Gossamer Forum
Home : Products : Gossamer Links : Pre Sales :

Dmoz dumps

Quote Reply
Dmoz dumps
What is the usual listing content of sites in dmoz dumps. I know they contain site name and url.

What else?

site descriptions, email contact info of site owners?

I'm considering using a dmoz chunk and I dont want a database full of holes, so I'd like to know to plan what to leave out/include in a database.

Thanks.
Quote Reply
Re: [roman365] Dmoz dumps In reply to
It imports:

Title
Description
URL

Cheers

Andy (mod)
andy@ultranerds.co.uk
Want to give me something back for my help? Please see my Amazon Wish List
GLinks ULTRA Package | GLinks ULTRA Package PRO
Links SQL Plugins | Website Design and SEO | UltraNerds | ULTRAGLobals Plugin | Pre-Made Template Sets | FREE GLinks Plugins!
Quote Reply
Re: [Andy] Dmoz dumps In reply to
Looks like I'd be going for a slimmed down db then, no way I'd fill in all those contacts for email! Crazy

Unless someone knows a tool to do this, which I doubt is possible.

Thanks again.
Quote Reply
Re: [roman365] Dmoz dumps In reply to
Its possible to write a simple Perl script, that would go through each link, and look up the Whois record for the link in question. My 'Spider' plugin uses this kind of method, to find the contact email addresses, if nothing is defined in the meta tags.

Cheers

Andy (mod)
andy@ultranerds.co.uk
Want to give me something back for my help? Please see my Amazon Wish List
GLinks ULTRA Package | GLinks ULTRA Package PRO
Links SQL Plugins | Website Design and SEO | UltraNerds | ULTRAGLobals Plugin | Pre-Made Template Sets | FREE GLinks Plugins!
Quote Reply
Re: [Andy] Dmoz dumps In reply to
That sounds pretty cool, way beyond my abilities.

So your spider fills in contact name and email? What about where the contacts are say a webhost admin etc. instead of owner, but theres prob no way around that?

How much would a script to backtrack a links sql db for contacts cost?

Can your spider be used for adding domains to db?
Quote Reply
Re: [roman365] Dmoz dumps In reply to
P.S. - does such a script exist for current links 2?

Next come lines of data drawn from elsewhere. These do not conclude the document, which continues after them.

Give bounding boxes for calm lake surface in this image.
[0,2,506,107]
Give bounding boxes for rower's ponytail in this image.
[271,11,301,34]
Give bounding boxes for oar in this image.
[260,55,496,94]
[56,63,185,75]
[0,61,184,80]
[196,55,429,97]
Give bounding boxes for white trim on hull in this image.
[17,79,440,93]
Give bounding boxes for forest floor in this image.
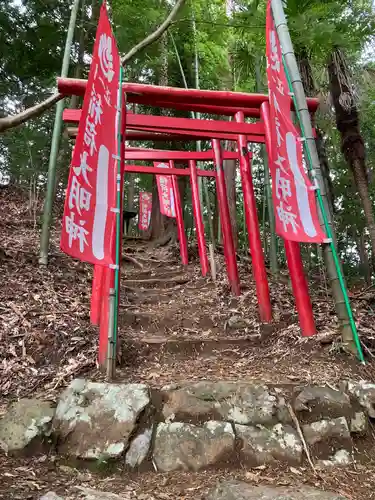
[0,189,375,500]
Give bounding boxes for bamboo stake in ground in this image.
[271,0,365,363]
[286,403,317,474]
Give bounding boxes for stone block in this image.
[294,386,352,418]
[163,381,285,425]
[207,481,349,500]
[346,380,375,418]
[0,399,55,453]
[153,420,235,472]
[53,379,150,459]
[235,424,302,465]
[302,417,351,445]
[125,429,152,468]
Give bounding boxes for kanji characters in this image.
[89,85,103,125]
[73,151,92,187]
[276,201,299,234]
[65,212,89,253]
[270,30,280,73]
[68,176,91,215]
[276,168,292,201]
[83,117,97,156]
[98,33,115,83]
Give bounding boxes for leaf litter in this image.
[0,188,375,500]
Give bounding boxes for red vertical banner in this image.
[154,162,176,217]
[138,191,152,231]
[61,4,121,265]
[266,1,326,243]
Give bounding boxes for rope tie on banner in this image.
[113,66,123,359]
[283,55,365,364]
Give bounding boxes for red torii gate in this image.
[58,78,319,356]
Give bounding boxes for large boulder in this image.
[235,424,302,465]
[53,379,150,459]
[294,386,352,418]
[163,381,286,425]
[0,399,55,453]
[346,380,375,418]
[207,481,348,500]
[153,420,235,472]
[125,428,152,468]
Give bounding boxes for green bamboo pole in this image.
[39,0,80,266]
[271,0,365,363]
[170,27,215,248]
[112,66,124,372]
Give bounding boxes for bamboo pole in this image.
[255,56,279,276]
[39,0,80,266]
[271,0,364,362]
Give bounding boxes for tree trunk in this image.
[223,143,238,250]
[151,32,177,245]
[328,49,375,267]
[296,47,334,214]
[357,233,371,286]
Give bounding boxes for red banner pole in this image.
[260,102,316,337]
[284,240,316,337]
[189,160,208,276]
[235,111,272,323]
[169,160,189,266]
[212,139,241,295]
[90,265,104,326]
[98,267,115,370]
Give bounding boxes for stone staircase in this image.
[0,246,375,500]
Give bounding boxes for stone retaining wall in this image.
[0,379,375,471]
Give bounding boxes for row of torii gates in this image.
[58,78,319,336]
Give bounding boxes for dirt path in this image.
[0,189,375,500]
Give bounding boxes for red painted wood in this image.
[189,160,208,276]
[170,160,189,266]
[261,102,316,337]
[98,93,126,370]
[90,266,104,326]
[57,78,319,112]
[98,267,115,370]
[212,139,241,295]
[124,165,216,177]
[284,240,316,337]
[63,109,264,137]
[125,148,238,162]
[129,95,260,118]
[235,112,272,323]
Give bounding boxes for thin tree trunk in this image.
[255,56,279,276]
[223,150,238,250]
[357,232,371,286]
[328,49,375,267]
[296,47,334,213]
[151,32,177,245]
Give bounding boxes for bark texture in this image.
[328,49,375,267]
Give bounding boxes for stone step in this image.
[120,334,260,359]
[0,379,375,476]
[123,267,186,282]
[40,478,350,500]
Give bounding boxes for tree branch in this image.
[121,0,186,65]
[0,94,64,133]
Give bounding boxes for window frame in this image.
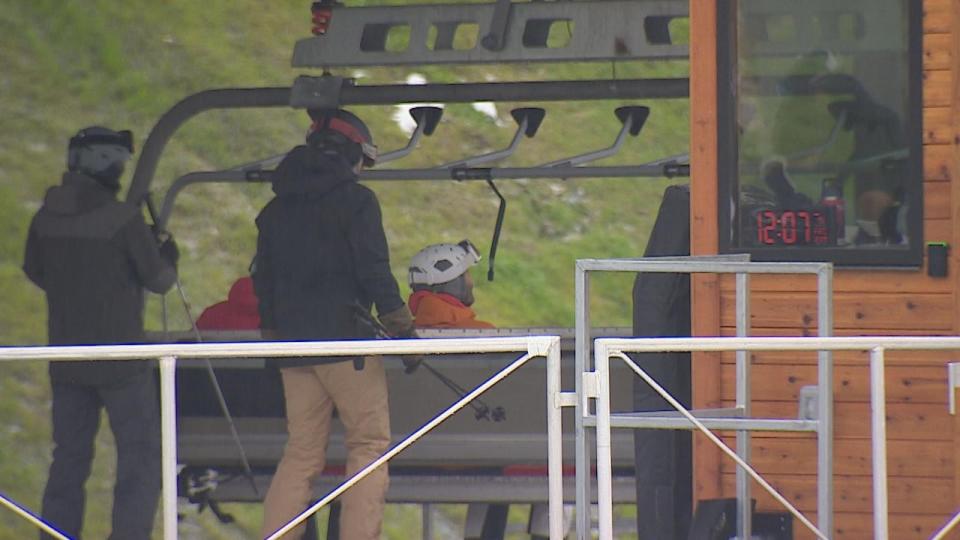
[717,0,925,269]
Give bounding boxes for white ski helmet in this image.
[408,240,480,287]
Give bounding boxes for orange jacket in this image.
[407,291,496,328]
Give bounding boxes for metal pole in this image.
[594,345,613,540]
[736,272,753,538]
[573,261,591,540]
[817,265,833,535]
[0,493,70,540]
[870,347,889,540]
[930,512,960,540]
[620,350,830,540]
[547,336,563,540]
[420,503,433,540]
[160,356,177,540]
[267,353,539,540]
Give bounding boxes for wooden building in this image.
[690,0,960,539]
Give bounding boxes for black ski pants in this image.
[40,371,161,540]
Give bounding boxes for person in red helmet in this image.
[407,240,495,328]
[253,109,416,540]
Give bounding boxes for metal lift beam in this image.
[292,0,689,68]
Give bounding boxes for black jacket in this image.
[23,172,176,384]
[253,146,404,366]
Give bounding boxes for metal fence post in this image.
[160,356,177,540]
[574,261,593,540]
[870,347,889,540]
[547,336,563,540]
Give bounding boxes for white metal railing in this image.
[575,254,833,538]
[0,336,563,540]
[594,336,960,540]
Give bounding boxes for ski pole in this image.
[353,304,507,422]
[144,193,260,497]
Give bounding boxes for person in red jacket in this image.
[197,276,260,330]
[407,240,495,328]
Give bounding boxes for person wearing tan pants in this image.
[263,358,390,540]
[251,109,419,540]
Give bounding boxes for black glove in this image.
[379,306,423,374]
[158,236,180,268]
[397,326,423,375]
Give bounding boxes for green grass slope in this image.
[0,0,688,540]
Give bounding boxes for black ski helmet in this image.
[67,126,133,191]
[307,109,377,167]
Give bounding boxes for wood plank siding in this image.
[690,0,960,539]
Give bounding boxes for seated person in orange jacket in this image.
[407,240,495,328]
[197,276,260,330]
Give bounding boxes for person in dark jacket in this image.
[23,126,177,540]
[253,109,416,540]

I have need of something like that right now. Got a db of about 800 links pulled from dmoz and only about 200 have contact info at moment, was doing it manually :(
Quote Reply
Re: [roman365] Dmoz dumps In reply to
Quote:
So your spider fills in contact name and email? What about where the contacts are say a webhost admin etc. instead of owner, but theres prob no way around that?

To an extent. You have to define which page to start from (i.e http://www.linkssql.net/test.html), and then the spider will grab the URL's from that page.

Its *not* automated.

Quote:
How much would a script to backtrack a links sql db for contacts cost?

Well, if you needed it, I could do it fro $50US. This would basically backtrack the Author and Email for each of the links that don't already have a value.

Please send me a PM if you interested in me doing this work.

Cheers

Andy (mod)
andy@ultranerds.co.uk
Want to give me something back for my help? Please see my Amazon Wish List
GLinks ULTRA Package | GLinks ULTRA Package PRO
Links SQL Plugins | Website Design and SEO | UltraNerds | ULTRAGLobals Plugin | Pre-Made Template Sets | FREE GLinks Plugins!
Quote Reply
Re: [roman365] Dmoz dumps In reply to
In Reply To:
P.S. - does such a script exist for current links 2?

I have need of something like that right now. Got a db of about 800 links pulled from dmoz and only about 200 have contact info at moment, was doing it manually :(

Afraid not. Links 2 is pretty dated in terms of development now. Most of us programers (bar a few) are concentrating a lot more on LinksSQL, as its a lot more flexible.

Cheers

Andy (mod)
andy@ultranerds.co.uk
Want to give me something back for my help? Please see my Amazon Wish List
GLinks ULTRA Package | GLinks ULTRA Package PRO
Links SQL Plugins | Website Design and SEO | UltraNerds | ULTRAGLobals Plugin | Pre-Made Template Sets | FREE GLinks Plugins!
Quote Reply
Re: [Andy] Dmoz dumps In reply to
I may seriously take you up on writing that script in a few weeks.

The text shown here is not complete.